Die Polizei rückte mit mehreren Streifenwagen aus und suchte die möglichen Ursprungsorte ab. Auch die Feuerwehr wurde vorsorglich alarmiert. Nach intensiver Suche konnte jedoch zunächst keine Ursache für den Knall festgestellt werden.
«Wir haben alle gemeldeten Bereiche gründlich untersucht, aber keine Schäden, Rauchentwicklung oder andere Anzeichen einer Explosion gefunden», erklärt Einsatzleiter Thomas Weber von der Feuerwehr Essen. «Das ist durchaus ungewöhnlich bei der Intensität des Geräuschs.»
Spekulationen in sozialen Medien reichten von einem Überschallknall durch ein Militärflugzeug bis hin zu einer Gasexplosion. Die Behörden konnten diese Theorien jedoch schnell entkräften. Das Luftwaffenkommando bestätigte auf Anfrage, dass keine Übungsflüge in der Region stattgefunden haben, und die Stadtwerke meldeten keine Störungen im Gasnetz.
Anwohnerin Petra Schmitz aus Rüttenscheid beschreibt ihre Erfahrung: «Ich stand gerade in der Küche, als plötzlich alles vibrierte. Meine Tassen im Schrank haben geklappert und mein Hund ist sofort unter den Tisch geflüchtet. Es klang wie eine massive Explosion, aber irgendwie gedämpft.»
Auch in lokalen Geschäften sorgte der Knall für Aufregung. «Unsere Kunden haben alle gleichzeitig aufgeschaut», berichtet Einzelhändler Markus Bauer. «Einige sind sogar nach draußen gegangen, um nachzuschauen, was passiert ist.»

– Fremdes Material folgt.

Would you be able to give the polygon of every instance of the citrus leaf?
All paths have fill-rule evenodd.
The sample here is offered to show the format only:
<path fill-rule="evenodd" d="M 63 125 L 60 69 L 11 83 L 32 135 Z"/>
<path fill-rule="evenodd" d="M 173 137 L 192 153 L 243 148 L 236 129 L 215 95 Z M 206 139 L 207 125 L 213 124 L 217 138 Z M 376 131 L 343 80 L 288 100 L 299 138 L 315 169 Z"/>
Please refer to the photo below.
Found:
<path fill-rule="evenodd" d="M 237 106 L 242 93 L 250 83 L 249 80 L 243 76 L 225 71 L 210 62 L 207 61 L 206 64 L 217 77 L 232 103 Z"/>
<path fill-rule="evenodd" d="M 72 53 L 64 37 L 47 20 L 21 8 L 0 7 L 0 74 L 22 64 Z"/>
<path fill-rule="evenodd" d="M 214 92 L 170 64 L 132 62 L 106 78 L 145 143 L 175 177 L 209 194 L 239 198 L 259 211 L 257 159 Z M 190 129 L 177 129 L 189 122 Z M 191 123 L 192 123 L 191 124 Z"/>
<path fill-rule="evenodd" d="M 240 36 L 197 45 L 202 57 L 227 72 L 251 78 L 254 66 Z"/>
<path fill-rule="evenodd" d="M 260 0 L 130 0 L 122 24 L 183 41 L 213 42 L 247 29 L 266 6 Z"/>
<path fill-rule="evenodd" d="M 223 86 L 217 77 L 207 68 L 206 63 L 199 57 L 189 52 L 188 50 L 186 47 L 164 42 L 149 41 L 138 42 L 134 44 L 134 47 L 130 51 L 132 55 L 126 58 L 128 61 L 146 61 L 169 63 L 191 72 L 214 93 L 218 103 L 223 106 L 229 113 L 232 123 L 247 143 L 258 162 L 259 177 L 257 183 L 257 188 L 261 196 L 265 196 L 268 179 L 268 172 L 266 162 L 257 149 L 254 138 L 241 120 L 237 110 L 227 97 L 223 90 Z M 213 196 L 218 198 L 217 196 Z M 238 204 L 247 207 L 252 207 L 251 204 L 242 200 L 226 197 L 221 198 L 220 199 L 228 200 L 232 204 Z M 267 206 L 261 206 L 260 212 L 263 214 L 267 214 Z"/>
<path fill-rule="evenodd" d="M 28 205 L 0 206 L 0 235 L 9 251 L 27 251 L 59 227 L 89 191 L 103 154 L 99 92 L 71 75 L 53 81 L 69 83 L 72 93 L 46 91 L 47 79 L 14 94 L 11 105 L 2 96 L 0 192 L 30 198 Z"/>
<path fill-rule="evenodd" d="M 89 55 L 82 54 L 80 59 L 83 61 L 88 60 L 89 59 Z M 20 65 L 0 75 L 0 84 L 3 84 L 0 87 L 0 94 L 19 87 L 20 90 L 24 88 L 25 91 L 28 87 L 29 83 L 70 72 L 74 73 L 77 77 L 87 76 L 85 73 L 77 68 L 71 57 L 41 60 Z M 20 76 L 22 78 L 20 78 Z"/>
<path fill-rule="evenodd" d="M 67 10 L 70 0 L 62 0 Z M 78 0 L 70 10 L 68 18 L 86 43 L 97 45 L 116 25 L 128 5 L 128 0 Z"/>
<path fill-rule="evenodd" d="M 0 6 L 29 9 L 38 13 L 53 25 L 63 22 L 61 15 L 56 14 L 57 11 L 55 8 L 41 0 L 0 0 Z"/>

Die Polizei Essen bittet weiterhin um Hinweise aus der Bevölkerung, die zur Aufklärung beitragen könnten. Besonders gesucht werden Beobachtungen im Zeitraum zwischen 15:15 und 15:45 Uhr. «Jedes Detail könnte wichtig sein, um die Ursache zu ermitteln», betont Polizeisprecherin Neumann.
Experten halten verschiedene Erklärungen für möglich. Der Geophysiker Dr. Stefan Keller von der Universität Duisburg-Essen vermutet: «Solche Phänomene können verschiedene Ursachen haben – von seismischen Ereignissen über Druckausgleiche in der Atmosphäre bis hin zu industriellen Vorfällen. Ohne klare Beweise ist eine genaue Zuordnung schwierig.»
Die Behörden geben vorerst Entwarnung. «Es besteht keine Gefahr für die Bevölkerung. Alle kritischen Infrastrukturen in der Stadt funktionieren normal», versichert ein Sprecher der Stadtverwaltung.
Ein ähnlicher Vorfall ereignete sich bereits im vergangenen Jahr, als ein lauter Knall im Essener Norden für Verunsicherung sorgte. Damals stellte sich heraus, dass kontrollierte Sprengarbeiten auf einem Industriegelände die Ursache waren, die nicht ausreichend angekündigt wurden.
Die Polizei Essen wird die Ermittlungen fortsetzen und bittet Bürger, ungewöhnliche Beobachtungen unter der Telefonnummer 0201-8291065 zu melden. Sobald neue Erkenntnisse zur Ursache des mysteriösen Knalls vorliegen, wird die Bevölkerung informiert.